A list of 'indirect' subsidiaries is also included in the Omega (Avocet) Infinite files for 2017. They are Avocet H2O Ltd (development and sale of hydroponic farming equipment), Avocet Aeroponics Ltd (investment holding), Avocet Inc. (dormant), Avocet Farms Ltd (now Orrdone Farms in administration), Avocet Infinite Foods Ltd (dormant), Avocet Propellants Ltd (manufacture of fuel products), Avocet Fuel Ltd (dormant), Avocet Renewable Operations Ltd (dorman), Avocet Marine Ltd (dormant) and Avocet Research Developments Ltd (dormant).

But that only tells the story up to the end of 2017. Since then at least another eleven new companies have been formed, many of them obviously geared up to help the Group secure a global presence, as Mr Frost and fellow director Dr Bob Jennings described in media interviews.

The third batch of firms in the flock of Avocets are The Avocet Clearing House Ltd, Avocet Middle-east Ltd, Avocet China Ltd, Avocet India Ltd, Avocet East Asia Ltd,Avocet Pakistan ltd, Avocet Russia Ltd, Avocet Japan, Avocet Berwick Ltd, Avocet Americas Ltd and Avocet Africa Ltd. But it would appear many of these Avocets will never get off the ground.

Meanwhile Mr Frost is also chairman of AFS Ventures Ltd, a business which has been the subject of a Voluntary Winding up process since January 2015. The main activity of the company was recorded as 'innovative fuel' although it functioned for less than a year before joint liquidators from KSA Group in Gateshead, Tyne and Wear were appointed.

Company filings at Companies House show that in January 2015 Mr Frost and fellow director Andrew Orr signed a Declaration of Solvency solemnly declaring the company would be able to pay its debts with intent within 12 months. The Declaration claimed AFS Ventures had intellectual property worth £4 million with total liabilities including creditors of £2.85 million and an estimated surplus of £1.156 million.

Joint liquidator Eric Walls in the first of five reports to creditors in 2015 claimed the Winding Up was expected to be completed within six months. But it has still not been finalised.

In his latest report Mr Walls wrote: “Considerable funds have been loaned to the Company in liquidation in respect of the sale of the business and intellectual property of the company to enable the liquidators to pay costs and creditors. Although the directors of the company had placed an estimated value on assets in the Declaration of Solvency, signed at the time of liquidation, the final level of consideration to be paid had never been agreed”.

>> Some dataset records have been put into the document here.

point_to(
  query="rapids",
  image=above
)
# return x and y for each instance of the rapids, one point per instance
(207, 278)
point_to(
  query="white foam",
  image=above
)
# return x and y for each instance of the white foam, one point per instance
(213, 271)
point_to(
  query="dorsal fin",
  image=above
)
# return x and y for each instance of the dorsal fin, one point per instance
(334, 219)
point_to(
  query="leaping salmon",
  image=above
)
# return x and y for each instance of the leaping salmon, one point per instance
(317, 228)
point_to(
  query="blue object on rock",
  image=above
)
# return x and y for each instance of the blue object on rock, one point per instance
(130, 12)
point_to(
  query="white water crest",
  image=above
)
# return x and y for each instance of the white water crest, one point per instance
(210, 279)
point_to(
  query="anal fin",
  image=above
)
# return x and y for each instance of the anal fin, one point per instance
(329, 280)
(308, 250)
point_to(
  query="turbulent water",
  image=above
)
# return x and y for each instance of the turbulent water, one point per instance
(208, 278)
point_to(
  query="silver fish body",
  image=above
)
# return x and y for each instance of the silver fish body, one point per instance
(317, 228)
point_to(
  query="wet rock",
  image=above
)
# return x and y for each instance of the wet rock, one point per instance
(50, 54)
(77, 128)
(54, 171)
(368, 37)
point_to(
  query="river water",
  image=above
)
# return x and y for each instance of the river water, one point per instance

The value of loans received re-deferred consideration is given as £790,000. The “various parties” involved in negotiations to acquire the business have not been identified in any of Mr Walls’ five reports between 2016 and 2020. “Commercial sensitivity” is cited.

However, Mr Walls warns: “The liquidators now have some considerable concern as to whether this final level of consideration [for the business] will be paid. The issues listed are of grave concern to the liquidators.


“It may be necessary to convert this liquidation from a solvent liquidation to an insolvent liquidation. If this does prove necessary, then this could have serious consequences for the company’s directors and for its shareholders”.